Financement de l’économie européenne : vers une réduction de la dépendance aux États-Unis ?
L’enjeu central pour l’Europe est désormais de réorienter l’épargne excédentaire de la zone euro vers des investissements productifs, plutôt que de financer le déficit américain. L’histoire européenne a montré que les crises ont souvent été un catalyseur d’intégration. L’union de l’Allemagne, de la France et même du Royaume-Uni post-Brexit autour de la défense européenne pourrait marquer une avancée significative dans cette direction.
Marchés financiers : fin du « Trump Rally » et divergence entre États-Unis et Europe
Les États-Unis font face à un risque de défiance accru de la part des investisseurs internationaux, remettant en cause le cercle vertueux observé ces dernières années. L’imposition de droits de douane s’apparente à une taxe qui sera supportée soit par le consommateur américain sous forme d’inflation, soit par les entreprises via une compression des marges. Le ralentissement de la croissance et la hausse des prix deviennent des risques de plus en plus prégnants.
Cette évolution se reflète dans les performances des marchés. Aux États-Unis, le « Trump Rally » s’est totalement effacé, affectant à la fois les actions et le dollar. Par ailleurs, les incertitudes pesant sur le secteur technologique américain, notamment après l’épisode du « DeepSeek Moment », restent un facteur de volatilité. En revanche, l’Europe, bénéficiant de niveaux de valorisation historiquement faibles, a connu un rebond marqué. Ainsi, alors que le S&P 500 a reculé de -10 %, l’Eurostoxx a progressé de 10 %, avec des disparités sectorielles en fonction des bénéficiaires des dépenses d’investissement et des entreprises souffrant de la hausse des taux.
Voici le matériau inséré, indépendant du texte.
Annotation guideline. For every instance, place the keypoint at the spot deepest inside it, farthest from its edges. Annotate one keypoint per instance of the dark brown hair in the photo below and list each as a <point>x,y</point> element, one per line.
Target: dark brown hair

Valorisation des marchés : un rattrapage européen modéré
Ce rééquilibrage des marchés européens entraîne une convergence des performances avec les indices américains, aussi bien depuis décembre 2023 que sur une période de trois ans, en tenant compte de la parité euro-dollar. À noter que, sur ces périodes, les secteurs bancaire et assurantiel ont enregistré des performances supérieures aux « Magnificent 7 », dividendes compris.
Sur les marchés obligataires, le Bund a connu une hausse de 44 points de base en une semaine – un mouvement inédit depuis la réunification de l’Allemagne en 1990 – atteignant 2,8 %, un niveau similaire à celui observé à l’automne 2023.
Perspectives : quelle soutenabilité du rebond des actions européennes ?
Malgré le rebond des actions européennes, la révision à la baisse des perspectives de croissance des bénéfices des entreprises pose la question de la soutenabilité de cette dynamique. Toutefois, dans un environnement toujours caractérisé par une abondance de liquidités et une décote significative par rapport à d’autres classes d’actifs, le retour en grâce des marchés européens reste mesuré. Cette tendance demeure contrainte par leur sous-pondération dans les allocations mondiales et les rachats massifs opérés ces trois dernières années.
Par Didier Bouvignies, Associé-Gérant, Directeur des gestions, Achevé de rédiger le 11 mars 2025, Rothschild & Co.